LE RAGIONI DEL VOLTAFACCIA

I fatti del 1943 significano semplicemente che il nostro popolo ha avuto (e probabilmente ha ancora) un grado di identificazione nello Stato unitario molto minore rispetto ai Tedeschi o ai Giapponesi, per motivi su cui non ci dilunghiamo.

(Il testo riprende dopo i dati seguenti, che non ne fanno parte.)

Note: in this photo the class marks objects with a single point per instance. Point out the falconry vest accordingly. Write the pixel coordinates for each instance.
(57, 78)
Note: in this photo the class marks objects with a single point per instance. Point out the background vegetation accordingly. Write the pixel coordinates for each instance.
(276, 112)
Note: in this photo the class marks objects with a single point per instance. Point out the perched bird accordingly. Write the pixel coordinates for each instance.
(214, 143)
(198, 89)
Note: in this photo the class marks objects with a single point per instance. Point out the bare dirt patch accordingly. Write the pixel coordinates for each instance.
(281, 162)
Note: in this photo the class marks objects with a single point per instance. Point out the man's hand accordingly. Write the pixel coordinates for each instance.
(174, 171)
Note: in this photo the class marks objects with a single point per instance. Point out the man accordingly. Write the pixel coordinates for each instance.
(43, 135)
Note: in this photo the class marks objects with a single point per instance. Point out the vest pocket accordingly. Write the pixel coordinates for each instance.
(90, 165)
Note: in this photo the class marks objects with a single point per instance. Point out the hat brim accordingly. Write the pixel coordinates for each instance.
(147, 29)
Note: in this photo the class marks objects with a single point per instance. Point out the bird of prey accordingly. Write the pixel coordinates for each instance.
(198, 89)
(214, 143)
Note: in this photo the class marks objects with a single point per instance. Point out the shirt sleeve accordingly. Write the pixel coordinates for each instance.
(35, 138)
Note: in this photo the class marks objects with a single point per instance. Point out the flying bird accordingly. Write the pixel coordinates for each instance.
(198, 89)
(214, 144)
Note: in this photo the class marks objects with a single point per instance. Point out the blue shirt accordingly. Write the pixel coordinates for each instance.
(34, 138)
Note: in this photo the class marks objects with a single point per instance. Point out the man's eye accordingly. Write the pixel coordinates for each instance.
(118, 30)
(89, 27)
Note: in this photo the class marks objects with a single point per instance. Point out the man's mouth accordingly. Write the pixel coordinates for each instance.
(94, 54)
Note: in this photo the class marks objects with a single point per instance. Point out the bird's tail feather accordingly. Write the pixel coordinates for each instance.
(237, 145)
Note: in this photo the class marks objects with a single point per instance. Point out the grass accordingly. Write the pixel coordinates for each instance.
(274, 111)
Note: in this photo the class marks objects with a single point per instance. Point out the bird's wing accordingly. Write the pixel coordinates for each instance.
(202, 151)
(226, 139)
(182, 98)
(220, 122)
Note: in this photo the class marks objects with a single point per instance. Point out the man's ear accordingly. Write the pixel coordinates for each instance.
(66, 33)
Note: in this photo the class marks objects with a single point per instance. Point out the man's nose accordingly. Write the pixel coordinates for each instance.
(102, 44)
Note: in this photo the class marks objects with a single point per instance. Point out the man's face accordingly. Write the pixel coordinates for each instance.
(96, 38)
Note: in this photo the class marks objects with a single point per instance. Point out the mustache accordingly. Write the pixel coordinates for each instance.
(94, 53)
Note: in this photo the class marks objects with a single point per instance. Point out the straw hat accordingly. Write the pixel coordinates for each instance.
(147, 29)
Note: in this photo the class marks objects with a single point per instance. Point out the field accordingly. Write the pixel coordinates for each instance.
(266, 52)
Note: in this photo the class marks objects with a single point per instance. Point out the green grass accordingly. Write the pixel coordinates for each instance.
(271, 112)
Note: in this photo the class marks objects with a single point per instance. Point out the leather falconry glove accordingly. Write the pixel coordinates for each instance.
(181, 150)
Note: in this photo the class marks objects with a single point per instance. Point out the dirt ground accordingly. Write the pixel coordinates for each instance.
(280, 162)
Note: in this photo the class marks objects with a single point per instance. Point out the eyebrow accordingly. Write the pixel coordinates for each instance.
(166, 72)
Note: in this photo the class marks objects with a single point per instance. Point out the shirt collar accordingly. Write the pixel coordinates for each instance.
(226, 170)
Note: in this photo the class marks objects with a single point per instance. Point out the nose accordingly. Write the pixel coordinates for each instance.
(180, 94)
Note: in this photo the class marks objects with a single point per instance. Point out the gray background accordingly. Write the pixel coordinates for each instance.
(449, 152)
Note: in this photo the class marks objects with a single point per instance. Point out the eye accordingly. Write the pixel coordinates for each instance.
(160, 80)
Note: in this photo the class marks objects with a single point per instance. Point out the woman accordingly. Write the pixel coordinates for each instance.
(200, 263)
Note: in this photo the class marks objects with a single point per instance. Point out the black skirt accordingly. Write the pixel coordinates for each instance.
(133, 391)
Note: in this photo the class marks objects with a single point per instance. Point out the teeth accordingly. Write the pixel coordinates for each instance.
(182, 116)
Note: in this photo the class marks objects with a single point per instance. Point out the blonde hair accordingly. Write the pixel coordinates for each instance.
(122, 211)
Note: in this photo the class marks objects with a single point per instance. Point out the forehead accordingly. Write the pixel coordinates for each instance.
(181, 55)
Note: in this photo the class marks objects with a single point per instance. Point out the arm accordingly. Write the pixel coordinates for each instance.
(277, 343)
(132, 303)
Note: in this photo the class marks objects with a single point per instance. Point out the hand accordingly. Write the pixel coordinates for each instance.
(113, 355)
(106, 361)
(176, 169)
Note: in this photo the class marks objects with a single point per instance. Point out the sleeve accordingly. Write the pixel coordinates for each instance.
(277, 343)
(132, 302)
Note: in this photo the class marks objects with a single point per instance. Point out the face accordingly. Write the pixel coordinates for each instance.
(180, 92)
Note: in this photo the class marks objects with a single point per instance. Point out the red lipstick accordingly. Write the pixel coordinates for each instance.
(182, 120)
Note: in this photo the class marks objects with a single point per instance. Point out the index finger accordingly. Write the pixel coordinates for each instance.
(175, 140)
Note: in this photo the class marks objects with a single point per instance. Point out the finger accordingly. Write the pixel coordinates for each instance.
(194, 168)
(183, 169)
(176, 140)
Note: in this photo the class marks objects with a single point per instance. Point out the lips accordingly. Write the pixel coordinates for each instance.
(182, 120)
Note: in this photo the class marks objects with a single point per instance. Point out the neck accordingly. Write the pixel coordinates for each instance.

Non ci piace poi assolutamente quel passaggio in cui l’autore, pur non facendo nomi, sembra proprio attaccare la Lega Nord (cosa c’entra con la guerra di 60 anni fa?): «Purtroppo c’è ancora chi tenta di radunare le masse, di far balenare un pericolo di inquinamento del nostro sangue, delle nostre tradizioni, tutte cose che eccitano, a volte purtroppo con successo, la parte più barbara di noi, quella dell’intolleranza e dell’aggressività».
Capiamo la prospettiva di Salmoni, che da bambino ha sofferto sulla sua pelle discriminazioni e prigionia. Tuttavia non può permettersi di accostare alle tragedie del 1940 chi oggi, senza violenza, manifesta uno spontaneo e primigenio senso di territorialità e identità etnica.